Vaisheshika approaches causation as a real, objective structure woven into the very fabric of an atomistic universe. Reality is understood as composed of eternal, indivisible atoms of earth, water, fire, and air, whose combinations and separations give rise to the world of composite objects. Effects are treated as new products that arise when the appropriate causal conditions converge, especially when atoms enter into specific relations of conjunction and disjunction. The phenomenal world thus emerges as a law-governed reconfiguration of these enduring atomic entities and their qualities, while the atoms themselves remain permanent.

Within this vision, causation is analyzed through a nuanced typology of causes. The inherent cause (samavāyi-kāraṇa) is the material substratum in which the effect resides, as atoms are for a pot or threads for a cloth. The non-inherent cause (asamavāyi-kāraṇa) consists of the qualities and universals that inhere in that substratum and help determine the character of the effect, such as the color of the threads contributing to the color of the cloth. The efficient cause (nimitta-kāraṇa) is the operative factor—like the potter or the weaver—that initiates and coordinates the relevant transformations. These distinctions allow a careful mapping of how substances, their qualities, and the actions upon them cooperate in the production of effects.

Causation also serves to articulate both the arising and the cessation of phenomena. Composite objects are impermanent configurations; their creation is the coming together of atoms under suitable causes, and their destruction is the breakdown of those connections. The effect is absent before the operation of its causes, and its appearance marks a new state grounded in the prior arrangement of atoms and their properties. This same causal order accounts for dissolution, where the disintegration of composites reverses the earlier process of formation, without compromising the permanence of the underlying atoms.

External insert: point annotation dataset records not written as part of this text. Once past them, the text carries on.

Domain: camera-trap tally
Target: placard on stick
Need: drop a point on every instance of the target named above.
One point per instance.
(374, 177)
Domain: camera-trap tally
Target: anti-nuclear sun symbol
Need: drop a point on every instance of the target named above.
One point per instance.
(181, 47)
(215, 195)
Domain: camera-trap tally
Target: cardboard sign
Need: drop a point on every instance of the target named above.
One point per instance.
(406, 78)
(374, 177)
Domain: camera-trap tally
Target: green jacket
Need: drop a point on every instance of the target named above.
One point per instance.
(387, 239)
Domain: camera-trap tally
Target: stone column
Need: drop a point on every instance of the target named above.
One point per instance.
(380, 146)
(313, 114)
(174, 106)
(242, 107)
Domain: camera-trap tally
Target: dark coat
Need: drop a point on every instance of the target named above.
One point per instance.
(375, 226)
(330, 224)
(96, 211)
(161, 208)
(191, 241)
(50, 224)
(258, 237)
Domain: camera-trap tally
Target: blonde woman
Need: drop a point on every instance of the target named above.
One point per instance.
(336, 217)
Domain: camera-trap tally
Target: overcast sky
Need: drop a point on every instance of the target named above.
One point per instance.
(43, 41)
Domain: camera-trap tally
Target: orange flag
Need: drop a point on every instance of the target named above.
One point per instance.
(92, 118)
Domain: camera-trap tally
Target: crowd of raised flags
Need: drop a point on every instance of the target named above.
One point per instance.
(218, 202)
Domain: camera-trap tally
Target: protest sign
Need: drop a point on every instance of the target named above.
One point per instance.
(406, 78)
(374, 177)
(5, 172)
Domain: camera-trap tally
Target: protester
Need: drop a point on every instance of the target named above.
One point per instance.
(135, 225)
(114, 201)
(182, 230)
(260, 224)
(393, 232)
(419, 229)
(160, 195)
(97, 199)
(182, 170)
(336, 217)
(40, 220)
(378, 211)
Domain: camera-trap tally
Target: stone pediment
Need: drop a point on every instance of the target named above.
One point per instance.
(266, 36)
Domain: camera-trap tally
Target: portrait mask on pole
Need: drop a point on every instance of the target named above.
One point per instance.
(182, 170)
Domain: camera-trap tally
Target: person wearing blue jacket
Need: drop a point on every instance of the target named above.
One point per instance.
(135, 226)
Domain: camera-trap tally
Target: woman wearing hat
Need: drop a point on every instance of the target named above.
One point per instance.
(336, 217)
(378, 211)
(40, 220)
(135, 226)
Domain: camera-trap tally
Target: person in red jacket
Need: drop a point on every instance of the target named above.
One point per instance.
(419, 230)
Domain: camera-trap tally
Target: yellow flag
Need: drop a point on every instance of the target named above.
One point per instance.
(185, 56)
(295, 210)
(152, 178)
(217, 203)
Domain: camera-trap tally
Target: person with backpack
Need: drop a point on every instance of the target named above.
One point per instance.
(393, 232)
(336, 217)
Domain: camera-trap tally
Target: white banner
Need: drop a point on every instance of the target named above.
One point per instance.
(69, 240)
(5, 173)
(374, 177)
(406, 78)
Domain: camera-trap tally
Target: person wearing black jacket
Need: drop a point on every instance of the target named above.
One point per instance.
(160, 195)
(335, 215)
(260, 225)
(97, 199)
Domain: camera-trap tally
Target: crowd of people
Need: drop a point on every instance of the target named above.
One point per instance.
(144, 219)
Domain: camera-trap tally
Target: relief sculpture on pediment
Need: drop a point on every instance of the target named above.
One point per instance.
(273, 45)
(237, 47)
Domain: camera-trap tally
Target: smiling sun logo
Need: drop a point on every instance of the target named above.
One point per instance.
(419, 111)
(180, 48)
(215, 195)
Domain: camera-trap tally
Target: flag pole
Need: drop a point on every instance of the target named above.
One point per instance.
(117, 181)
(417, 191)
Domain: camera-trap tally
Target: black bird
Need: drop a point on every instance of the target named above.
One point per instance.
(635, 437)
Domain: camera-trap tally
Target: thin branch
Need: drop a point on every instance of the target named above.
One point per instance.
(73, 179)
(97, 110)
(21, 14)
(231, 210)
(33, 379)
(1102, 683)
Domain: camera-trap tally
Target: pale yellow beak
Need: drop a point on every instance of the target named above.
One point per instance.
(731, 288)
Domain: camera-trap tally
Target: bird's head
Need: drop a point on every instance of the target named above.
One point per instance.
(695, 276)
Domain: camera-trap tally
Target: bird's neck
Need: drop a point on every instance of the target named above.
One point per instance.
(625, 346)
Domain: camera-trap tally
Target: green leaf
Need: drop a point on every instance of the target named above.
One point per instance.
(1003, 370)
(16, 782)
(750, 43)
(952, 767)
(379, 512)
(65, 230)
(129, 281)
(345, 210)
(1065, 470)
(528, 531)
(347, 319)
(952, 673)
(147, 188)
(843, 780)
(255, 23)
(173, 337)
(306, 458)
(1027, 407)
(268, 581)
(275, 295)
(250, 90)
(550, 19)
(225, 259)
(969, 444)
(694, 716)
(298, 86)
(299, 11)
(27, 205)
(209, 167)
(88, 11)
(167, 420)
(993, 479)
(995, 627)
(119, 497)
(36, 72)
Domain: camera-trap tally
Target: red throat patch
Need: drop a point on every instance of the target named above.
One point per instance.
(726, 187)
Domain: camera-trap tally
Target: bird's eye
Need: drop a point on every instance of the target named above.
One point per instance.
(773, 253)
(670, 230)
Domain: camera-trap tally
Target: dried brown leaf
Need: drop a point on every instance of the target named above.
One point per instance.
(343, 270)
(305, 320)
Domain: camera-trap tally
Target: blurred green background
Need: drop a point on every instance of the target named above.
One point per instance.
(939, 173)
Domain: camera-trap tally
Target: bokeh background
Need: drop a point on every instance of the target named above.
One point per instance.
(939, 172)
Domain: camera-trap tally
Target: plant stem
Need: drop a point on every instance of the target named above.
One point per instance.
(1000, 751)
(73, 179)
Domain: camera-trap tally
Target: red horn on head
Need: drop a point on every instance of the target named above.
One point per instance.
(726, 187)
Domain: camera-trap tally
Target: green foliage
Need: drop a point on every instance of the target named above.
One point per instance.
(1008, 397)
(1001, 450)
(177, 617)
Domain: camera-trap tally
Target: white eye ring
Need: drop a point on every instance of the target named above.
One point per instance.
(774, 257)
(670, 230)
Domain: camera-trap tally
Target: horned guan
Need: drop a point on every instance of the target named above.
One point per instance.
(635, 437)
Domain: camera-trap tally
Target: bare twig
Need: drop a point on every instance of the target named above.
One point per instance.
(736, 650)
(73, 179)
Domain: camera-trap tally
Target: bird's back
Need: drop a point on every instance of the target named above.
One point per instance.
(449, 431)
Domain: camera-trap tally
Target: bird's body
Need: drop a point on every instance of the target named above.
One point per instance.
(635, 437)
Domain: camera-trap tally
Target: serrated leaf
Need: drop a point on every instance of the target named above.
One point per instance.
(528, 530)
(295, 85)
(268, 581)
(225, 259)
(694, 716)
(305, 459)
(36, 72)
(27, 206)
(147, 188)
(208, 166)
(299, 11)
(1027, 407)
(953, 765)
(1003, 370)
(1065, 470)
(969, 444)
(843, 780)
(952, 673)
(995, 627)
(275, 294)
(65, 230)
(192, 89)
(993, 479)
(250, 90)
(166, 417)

At a deeper level, this causal framework underwrites a vision of reality as intelligible and orderly. Substances are bearers of causal powers, qualities and motions shape which effects will arise, and the relation of inherence explains the stable linkage between causes and their products. Causal connections are not treated as mere mental projections but as necessary relations: given the same causes and conditions, the same effects follow. In this way, Vaisheshika’s atomistic realism is not a bare aggregation of particles but a structured cosmos in which causation is the principle that bridges the unseen atomic realm and the manifest world of everyday experience.